Scientists have expected polar regions to feel the first impacts of global warming and the 2006 State of the Arctic report provided a benchmark for tracking changes. Wednesday's follow-up was the first update.
Winter and spring temperatures were all above average throughout the whole Arctic, said James Overland of NOAA's Pacific Marine Environmental Laboratory in Seattle.
"This is unusual and looks like the beginning of a signal from global warming," Overland said in a telephone briefing.
If you go back 100 years, it would be warm in one part of the Arctic and cold in another, Overland said. "We're not getting that now."
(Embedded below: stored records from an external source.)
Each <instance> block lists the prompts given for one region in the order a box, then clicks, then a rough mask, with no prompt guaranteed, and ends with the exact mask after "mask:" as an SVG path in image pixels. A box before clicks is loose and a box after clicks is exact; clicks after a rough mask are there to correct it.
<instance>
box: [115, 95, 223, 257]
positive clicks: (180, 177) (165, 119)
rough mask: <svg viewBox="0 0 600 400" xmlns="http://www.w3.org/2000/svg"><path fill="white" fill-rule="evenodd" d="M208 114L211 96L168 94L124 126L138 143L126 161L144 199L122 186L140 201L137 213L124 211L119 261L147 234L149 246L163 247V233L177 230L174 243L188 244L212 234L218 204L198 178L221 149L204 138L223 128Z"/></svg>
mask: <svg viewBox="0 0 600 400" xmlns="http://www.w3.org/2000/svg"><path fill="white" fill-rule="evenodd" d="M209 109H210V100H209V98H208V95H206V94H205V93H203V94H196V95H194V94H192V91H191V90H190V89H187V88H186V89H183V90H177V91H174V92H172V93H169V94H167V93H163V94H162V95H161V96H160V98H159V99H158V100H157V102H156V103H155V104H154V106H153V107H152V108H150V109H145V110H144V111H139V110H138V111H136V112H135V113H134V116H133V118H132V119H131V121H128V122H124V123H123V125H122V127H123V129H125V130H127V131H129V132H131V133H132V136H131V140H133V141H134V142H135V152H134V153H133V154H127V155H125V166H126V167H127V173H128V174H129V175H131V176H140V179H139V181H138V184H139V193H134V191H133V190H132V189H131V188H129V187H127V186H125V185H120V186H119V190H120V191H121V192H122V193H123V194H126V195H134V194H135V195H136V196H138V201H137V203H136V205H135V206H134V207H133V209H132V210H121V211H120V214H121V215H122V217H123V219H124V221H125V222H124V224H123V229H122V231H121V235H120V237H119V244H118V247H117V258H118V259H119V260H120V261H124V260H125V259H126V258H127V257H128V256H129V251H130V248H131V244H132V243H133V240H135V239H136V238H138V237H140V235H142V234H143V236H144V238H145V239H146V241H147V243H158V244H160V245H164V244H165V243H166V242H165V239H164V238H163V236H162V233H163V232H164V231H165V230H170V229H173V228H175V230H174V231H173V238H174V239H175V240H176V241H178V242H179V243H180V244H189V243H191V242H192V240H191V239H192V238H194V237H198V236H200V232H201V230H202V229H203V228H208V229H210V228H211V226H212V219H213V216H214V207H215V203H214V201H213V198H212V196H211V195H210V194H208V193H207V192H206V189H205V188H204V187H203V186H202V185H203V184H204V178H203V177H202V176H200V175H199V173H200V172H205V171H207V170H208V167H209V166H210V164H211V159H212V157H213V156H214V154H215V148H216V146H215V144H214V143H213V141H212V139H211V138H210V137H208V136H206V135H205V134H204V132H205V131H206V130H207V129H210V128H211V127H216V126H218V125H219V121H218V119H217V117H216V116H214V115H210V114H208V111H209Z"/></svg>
Sea ice cover this year is 23 percent smaller than the past record low set in 2005 and 39 percent less than average, said Jacqueline A. Richter-Menge of the Cold Regions Research and Engineering Laboratory in Hanover, N.H.
She noted that the amount of older ice in the Arctic is significantly reduced, which makes it much more sensitive to change.
Vladimir E. Romanovsky of the Geophysical Institute at the University of Alaska at Fairbanks, said the warming is affecting the permafrost in Siberia, Alaska and other regions.
"This similarity of very different regions shows the changes are not local, they are on at least a hemispherical scale," Romanovsky said.
Mike Gill, of the Circumpolar Biodiversity Monitoring Program in Whitehorse, Yukon, Canada, said the largest declines in caribou are centered over Canada and parts of Alaska.
The herds are sensitive to changes in their range and sometimes have problems migrating in changing conditions, meaning that calving occurs before they get to new feeding grounds, resulting in higher mortality.
The tundra itself is "shrubifying," he said and the increased shrub cover over many regions affects habitat and local climate, since it tends to absorb more solar radiation.
The global goose population has been on the increase, he added, resulting in overgrazing in some areas.